Tweens, adolescents, and young adults can often confuse what they see with what it makes them feel. If a young woman is insecure about her appearance, she might say, “that girl is a jerk”, because the girl is perceived as more attractive. She does not actually believe that the other girl is a jerk. She is trying to contain her fear that she will never be found attractive. But this situation where young women compete for attention with those who are deliberately made up to be alluring is healthy neither for male/female relationships nor female friendships. No one in any commercial, television program, or movie really looks the way they look on screen. That does not change the fact that some people come closer to the golden mean of beauty than others. It should remind us to have the humility to know that beauty is never the same as virtue and value accordingly.

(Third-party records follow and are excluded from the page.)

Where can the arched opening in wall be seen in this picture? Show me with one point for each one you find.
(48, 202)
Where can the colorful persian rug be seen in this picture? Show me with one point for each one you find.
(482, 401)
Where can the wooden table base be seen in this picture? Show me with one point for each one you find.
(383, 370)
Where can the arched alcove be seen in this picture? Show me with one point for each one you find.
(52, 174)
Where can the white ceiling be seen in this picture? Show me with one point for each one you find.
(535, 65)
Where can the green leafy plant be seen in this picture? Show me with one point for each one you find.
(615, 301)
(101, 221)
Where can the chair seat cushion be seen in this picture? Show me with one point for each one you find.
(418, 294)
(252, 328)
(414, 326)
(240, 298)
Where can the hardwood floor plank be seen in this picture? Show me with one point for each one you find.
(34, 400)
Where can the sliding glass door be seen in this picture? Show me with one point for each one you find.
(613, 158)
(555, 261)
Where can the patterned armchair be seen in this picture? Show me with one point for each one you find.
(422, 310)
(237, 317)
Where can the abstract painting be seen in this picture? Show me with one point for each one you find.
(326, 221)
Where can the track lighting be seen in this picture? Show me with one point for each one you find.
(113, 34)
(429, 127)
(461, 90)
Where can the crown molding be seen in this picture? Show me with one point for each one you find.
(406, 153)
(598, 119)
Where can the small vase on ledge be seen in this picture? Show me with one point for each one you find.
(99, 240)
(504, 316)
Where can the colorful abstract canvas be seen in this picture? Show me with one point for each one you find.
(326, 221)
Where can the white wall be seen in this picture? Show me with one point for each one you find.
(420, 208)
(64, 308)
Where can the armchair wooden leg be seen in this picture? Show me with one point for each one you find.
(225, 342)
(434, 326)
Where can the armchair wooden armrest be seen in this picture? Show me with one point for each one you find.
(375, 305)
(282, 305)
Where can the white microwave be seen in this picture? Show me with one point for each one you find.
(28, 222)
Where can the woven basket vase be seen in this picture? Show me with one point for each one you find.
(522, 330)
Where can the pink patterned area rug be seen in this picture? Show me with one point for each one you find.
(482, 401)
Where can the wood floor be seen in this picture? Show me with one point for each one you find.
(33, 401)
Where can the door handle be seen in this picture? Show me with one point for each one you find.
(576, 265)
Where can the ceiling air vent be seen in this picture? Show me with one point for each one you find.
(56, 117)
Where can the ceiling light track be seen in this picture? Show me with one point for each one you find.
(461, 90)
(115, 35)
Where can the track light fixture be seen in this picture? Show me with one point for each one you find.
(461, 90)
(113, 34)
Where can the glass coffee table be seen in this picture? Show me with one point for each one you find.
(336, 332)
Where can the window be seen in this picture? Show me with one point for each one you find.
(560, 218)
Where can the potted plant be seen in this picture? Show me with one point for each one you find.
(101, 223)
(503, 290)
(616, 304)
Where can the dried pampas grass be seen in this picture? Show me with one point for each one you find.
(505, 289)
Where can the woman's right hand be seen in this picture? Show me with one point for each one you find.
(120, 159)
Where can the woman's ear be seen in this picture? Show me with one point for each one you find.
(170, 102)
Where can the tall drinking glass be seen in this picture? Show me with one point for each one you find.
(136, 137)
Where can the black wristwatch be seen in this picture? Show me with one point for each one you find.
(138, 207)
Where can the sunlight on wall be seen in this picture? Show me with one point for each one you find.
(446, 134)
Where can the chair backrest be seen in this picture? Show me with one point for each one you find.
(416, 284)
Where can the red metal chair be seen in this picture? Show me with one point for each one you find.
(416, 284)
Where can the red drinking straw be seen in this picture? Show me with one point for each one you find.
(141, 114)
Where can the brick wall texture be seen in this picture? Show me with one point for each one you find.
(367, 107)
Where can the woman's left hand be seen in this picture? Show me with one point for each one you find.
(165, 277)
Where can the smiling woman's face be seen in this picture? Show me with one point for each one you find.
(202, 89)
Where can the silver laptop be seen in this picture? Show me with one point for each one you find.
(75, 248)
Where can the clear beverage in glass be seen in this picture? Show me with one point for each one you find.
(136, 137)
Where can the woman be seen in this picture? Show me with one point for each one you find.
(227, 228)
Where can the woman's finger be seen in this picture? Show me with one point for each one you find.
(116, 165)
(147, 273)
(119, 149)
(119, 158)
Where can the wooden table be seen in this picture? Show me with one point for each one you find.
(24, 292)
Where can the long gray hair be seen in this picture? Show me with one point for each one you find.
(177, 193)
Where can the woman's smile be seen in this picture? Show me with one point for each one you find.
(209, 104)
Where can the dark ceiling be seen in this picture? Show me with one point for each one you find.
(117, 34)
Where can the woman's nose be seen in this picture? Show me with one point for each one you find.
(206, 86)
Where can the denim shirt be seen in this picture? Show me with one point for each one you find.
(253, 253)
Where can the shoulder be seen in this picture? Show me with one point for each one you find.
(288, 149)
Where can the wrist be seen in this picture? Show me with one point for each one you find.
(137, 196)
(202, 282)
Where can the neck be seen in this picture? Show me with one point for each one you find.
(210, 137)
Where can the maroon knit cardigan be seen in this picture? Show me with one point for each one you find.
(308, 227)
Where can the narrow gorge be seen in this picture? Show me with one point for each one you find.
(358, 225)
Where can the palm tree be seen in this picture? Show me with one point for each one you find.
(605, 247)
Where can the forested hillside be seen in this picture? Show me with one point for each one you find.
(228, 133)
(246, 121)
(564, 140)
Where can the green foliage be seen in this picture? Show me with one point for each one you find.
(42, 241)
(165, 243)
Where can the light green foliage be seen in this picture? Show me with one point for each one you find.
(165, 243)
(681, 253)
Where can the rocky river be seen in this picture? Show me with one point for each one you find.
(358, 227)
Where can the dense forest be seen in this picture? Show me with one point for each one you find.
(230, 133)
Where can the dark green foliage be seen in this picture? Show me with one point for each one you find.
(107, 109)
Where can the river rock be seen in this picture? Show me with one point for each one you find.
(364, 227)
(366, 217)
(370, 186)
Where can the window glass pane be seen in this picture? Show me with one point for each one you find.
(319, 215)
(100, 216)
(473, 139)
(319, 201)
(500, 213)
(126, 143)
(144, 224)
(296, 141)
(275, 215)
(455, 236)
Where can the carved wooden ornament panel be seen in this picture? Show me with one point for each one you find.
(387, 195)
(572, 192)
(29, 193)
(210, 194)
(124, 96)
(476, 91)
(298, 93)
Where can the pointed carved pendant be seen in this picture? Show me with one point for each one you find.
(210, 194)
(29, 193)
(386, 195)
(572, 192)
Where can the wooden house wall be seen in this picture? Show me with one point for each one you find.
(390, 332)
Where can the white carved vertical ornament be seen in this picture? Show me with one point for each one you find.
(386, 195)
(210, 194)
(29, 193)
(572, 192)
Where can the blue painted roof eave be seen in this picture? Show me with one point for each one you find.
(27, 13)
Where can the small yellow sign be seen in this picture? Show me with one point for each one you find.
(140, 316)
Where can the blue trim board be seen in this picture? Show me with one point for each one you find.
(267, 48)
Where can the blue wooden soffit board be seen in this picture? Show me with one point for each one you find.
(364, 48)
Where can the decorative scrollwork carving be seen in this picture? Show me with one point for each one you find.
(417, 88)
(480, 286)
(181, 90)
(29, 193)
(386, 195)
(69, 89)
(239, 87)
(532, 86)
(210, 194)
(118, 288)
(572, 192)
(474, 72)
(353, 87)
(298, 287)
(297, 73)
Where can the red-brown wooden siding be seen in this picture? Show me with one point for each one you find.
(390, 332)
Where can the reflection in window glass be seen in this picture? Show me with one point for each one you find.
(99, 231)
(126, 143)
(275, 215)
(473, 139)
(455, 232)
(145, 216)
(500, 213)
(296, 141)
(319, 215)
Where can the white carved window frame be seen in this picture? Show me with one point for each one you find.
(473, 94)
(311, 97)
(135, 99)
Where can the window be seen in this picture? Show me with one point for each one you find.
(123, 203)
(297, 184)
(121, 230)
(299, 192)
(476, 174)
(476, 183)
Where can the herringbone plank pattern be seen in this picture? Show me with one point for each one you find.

When I was in high school one of the most popular young men in my class was a football player; let’s call him Greg. He was tall, square jawed, and friendly with an unruly shock of blonde hair. He was friends with people from every social clique, and well mannered even to those of us completely without a clique. He encouraged the other football players to come to band concerts because that was fair since we played for them every fall. We were in English class together most years. One day he turned around and asked me a grammar question. I answered, giving a full, long-winded explanation as to why it worked that way that he hadn’t asked for. He started smiling at me about halfway through the explanation.
“Why did you ask me and not someone else?” I asked, embarrassed and blushing that he was smiling at me.
“Everybody knows to ask you grammar questions,” he shrugged, still smiling, and turned back around.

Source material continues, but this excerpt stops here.